Andrew Chesney


Andrew Chesney


The Life-Changing Power of Mentorship

Those of us who grew up in stable homes with solid role models are very fortunate. While most of us probably did not know or appreciate it at the time, we were taught from an early age the difference between right and wrong, the proper way to treat people, respect toward others, and the importance of telling the truth and obeying the law. We were told that school was important, homework was to be done, and curfews were to be met. We had siblings that looked out for us. When we broke the rules, our actions had consequences that ensured we would think twice before breaking the rules again. Did we make bad choices from time to time? Of course, we did. However, a support system was in place to provide redirection and instruction.

Sadly, many children do not grow up in a loving and nurturing home. They may be a child where the parent is largely absent from the home or is neglected, or worse, from a home where physical, emotional, and/or substance abuse is prevalent. For these kids with the odds stacked against them, it is incumbent upon those of us who had an easier path into adulthood or succeeded despite tremendous odds to step up and provide examples and guidance that is missing in these kids’ lives.

The importance and value of youth mentorship cannot be understated at a time when incidents of domestic violence are regularly reported in police reports and when gangs are actively recruiting young people to get involved with their criminal enterprises. Whatever the reason, when a child is recommended for mentorship, a well-functioning adult can help them through challenging experiences, life transitions, and stressful changes at home, school, or in their community.

After finishing college in Arizona, I lived there for a few years. While there, I contacted a Big Brothers Big Sisters organization and expressed an interest in becoming a mentor, known as a “Big.” After a background check and a screening and matching process, I was paired with a 10-year-old child who had a very difficult home environment. As we slowly got to know each other, it became evident that my role as a “Big” would require some elements of parenting that he was not receiving at home, so our relationship evolved a little differently than many of the other Big Brother Big Sister pairings.

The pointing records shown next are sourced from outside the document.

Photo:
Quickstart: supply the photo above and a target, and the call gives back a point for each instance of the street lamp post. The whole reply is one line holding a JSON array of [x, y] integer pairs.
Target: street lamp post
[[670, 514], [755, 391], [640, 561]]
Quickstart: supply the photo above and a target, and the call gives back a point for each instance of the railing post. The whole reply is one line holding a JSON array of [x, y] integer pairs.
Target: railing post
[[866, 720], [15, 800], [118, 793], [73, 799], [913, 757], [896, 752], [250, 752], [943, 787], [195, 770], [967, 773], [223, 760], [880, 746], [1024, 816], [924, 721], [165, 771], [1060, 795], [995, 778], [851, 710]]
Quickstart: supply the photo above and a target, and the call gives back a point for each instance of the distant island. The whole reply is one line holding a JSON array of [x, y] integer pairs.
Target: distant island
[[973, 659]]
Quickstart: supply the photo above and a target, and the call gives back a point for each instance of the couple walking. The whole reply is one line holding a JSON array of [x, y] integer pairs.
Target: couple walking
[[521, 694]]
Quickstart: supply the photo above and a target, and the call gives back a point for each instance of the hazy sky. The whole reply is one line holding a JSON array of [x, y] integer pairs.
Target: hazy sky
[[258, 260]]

As years passed, our mentor-mentee relationship continued, and as his home life further deteriorated, I took on more of the parental responsibilities for him. In addition, we began enjoying many of the experiences he had missed that a father would typically enjoy with a son. I took him on his first camping trip, enrolled him in hunter safety classes, and taught him how to shoot a gun. I taught him how to drive a car, and a few years later helped him enroll in his first classes at Highland Community College. I was also there and helped him purchase his first car.

During those difficult teenage and young adult years, it was important that he knew he had a safe place to go and an individual to talk to when he needed it. He moved into our home with my wife and me the day after he turned 18. There were bumps in the road, but with structure and support in place, he has overcome many obstacles.

Fifteen years have now passed since Nicholas and I were paired through Big Brothers Big Sisters. Nicholas has completed community college and has a good job in the healthcare field. His life is filled with possibilities, and he is excited about his future.

Friday, April 26, was a very special day for us. We were at the Stephenson County Courthouse, and Nicholas, now 25 years old, was officially adopted by my wife and me, and he legally took the Chesney family name. We could not be prouder that he is our son.

Clearly, our mentor-mentee experience was different than most, but one thing is certain, it wasn’t just Nicholas’ life that was improved. Ours was too. And as my wife Kelly celebrated her first Mother’s Day recently, that fact was undeniably clear in our home.